Dissertation: Der Anlagenbetreiber des Umweltstrafrechts im Lichte des Gefahrenabwehrrechts

Der Anlagenbetreiber des Umweltstrafrechts im Lichte des Gefahrenabwehrrechts

Dargestellt am Beispiel des §327 StGB

Umweltrecht in Forschung und Praxis, Band 45

Hamburg , 258 Seiten

ISBN 978-3-8300-4789-6 (Print)
ISBN 978-3-339-04789-2 (eBook)

Zum Inhalt

Der Autor behandelt ein Problem, das erstaunlicherweise seit bald 30 Jahren weitgehend unerörtert geblieben ist, obwohl es sich um eine für das Umweltstrafrecht nicht unerhebliche Fragestellung handelt. Teilweise wird aus umweltverwaltungsrechtlicher Sicht diese Situation der Unbestimmtheit eines solch elementaren Begriffs wie dem des Anlagenbetreibers sogar als reine Konfusion bezeichnet.

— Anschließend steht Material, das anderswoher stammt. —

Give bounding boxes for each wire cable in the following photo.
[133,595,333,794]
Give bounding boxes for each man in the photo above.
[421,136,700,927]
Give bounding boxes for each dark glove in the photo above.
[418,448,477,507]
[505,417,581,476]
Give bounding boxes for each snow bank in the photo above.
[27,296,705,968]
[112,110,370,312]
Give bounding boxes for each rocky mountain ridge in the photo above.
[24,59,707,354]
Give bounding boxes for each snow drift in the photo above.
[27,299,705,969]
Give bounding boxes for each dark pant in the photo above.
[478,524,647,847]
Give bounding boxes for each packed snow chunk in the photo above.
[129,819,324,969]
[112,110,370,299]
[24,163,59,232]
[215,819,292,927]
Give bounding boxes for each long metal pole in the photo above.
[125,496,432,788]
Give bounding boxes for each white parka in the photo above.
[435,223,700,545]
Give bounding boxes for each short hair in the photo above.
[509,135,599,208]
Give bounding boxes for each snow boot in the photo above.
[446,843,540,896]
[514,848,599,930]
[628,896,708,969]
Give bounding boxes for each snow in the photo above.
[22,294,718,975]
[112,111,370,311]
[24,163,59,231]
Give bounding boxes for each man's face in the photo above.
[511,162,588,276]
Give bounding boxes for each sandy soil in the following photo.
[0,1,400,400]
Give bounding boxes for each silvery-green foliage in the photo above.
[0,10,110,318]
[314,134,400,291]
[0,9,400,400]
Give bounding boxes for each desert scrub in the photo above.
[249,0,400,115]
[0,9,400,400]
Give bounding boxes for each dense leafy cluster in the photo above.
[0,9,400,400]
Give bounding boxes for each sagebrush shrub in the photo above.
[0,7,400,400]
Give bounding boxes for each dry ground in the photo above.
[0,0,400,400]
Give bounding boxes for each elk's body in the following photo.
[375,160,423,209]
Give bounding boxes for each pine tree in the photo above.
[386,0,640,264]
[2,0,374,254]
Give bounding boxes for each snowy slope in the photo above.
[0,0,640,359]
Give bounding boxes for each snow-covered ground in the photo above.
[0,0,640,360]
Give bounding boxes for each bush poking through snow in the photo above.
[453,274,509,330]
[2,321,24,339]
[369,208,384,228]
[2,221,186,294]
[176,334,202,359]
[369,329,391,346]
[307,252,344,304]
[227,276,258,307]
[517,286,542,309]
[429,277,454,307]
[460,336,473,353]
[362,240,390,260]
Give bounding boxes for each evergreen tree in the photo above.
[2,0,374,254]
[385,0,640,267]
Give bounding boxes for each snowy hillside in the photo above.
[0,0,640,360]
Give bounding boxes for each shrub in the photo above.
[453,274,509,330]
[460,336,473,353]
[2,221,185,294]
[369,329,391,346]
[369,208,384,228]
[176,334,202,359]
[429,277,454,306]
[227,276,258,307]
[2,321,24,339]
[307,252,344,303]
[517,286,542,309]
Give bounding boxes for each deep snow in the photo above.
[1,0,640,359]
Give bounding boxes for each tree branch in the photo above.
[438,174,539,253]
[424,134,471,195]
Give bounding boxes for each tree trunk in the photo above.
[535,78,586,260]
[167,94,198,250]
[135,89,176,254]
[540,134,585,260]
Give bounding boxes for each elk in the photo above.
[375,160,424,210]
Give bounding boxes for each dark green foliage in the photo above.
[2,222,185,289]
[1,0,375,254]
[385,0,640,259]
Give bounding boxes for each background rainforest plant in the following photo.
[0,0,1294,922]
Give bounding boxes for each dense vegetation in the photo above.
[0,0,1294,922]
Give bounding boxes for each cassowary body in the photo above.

Im Rahmen der intradisziplinären Fragestellung um die Begriffsbildung im Umweltverwaltungs- und Umweltstrafrecht wird der Schwerpunkt auf die verwaltungsrechtliche Definition des Betreibers gelegt. Insoweit werden die Wurzeln des Umweltrechts im Gefahrenabwehrrecht und die Gemeinsamkeiten der verschiedenen Rechtsgebiete herausgearbeitet. Dieser Aspekt ermöglicht eine Systematisierung der Betreiberverantwortlichkeit und damit eine Annäherung an eine Umschreibung des Betreiberbegriffs.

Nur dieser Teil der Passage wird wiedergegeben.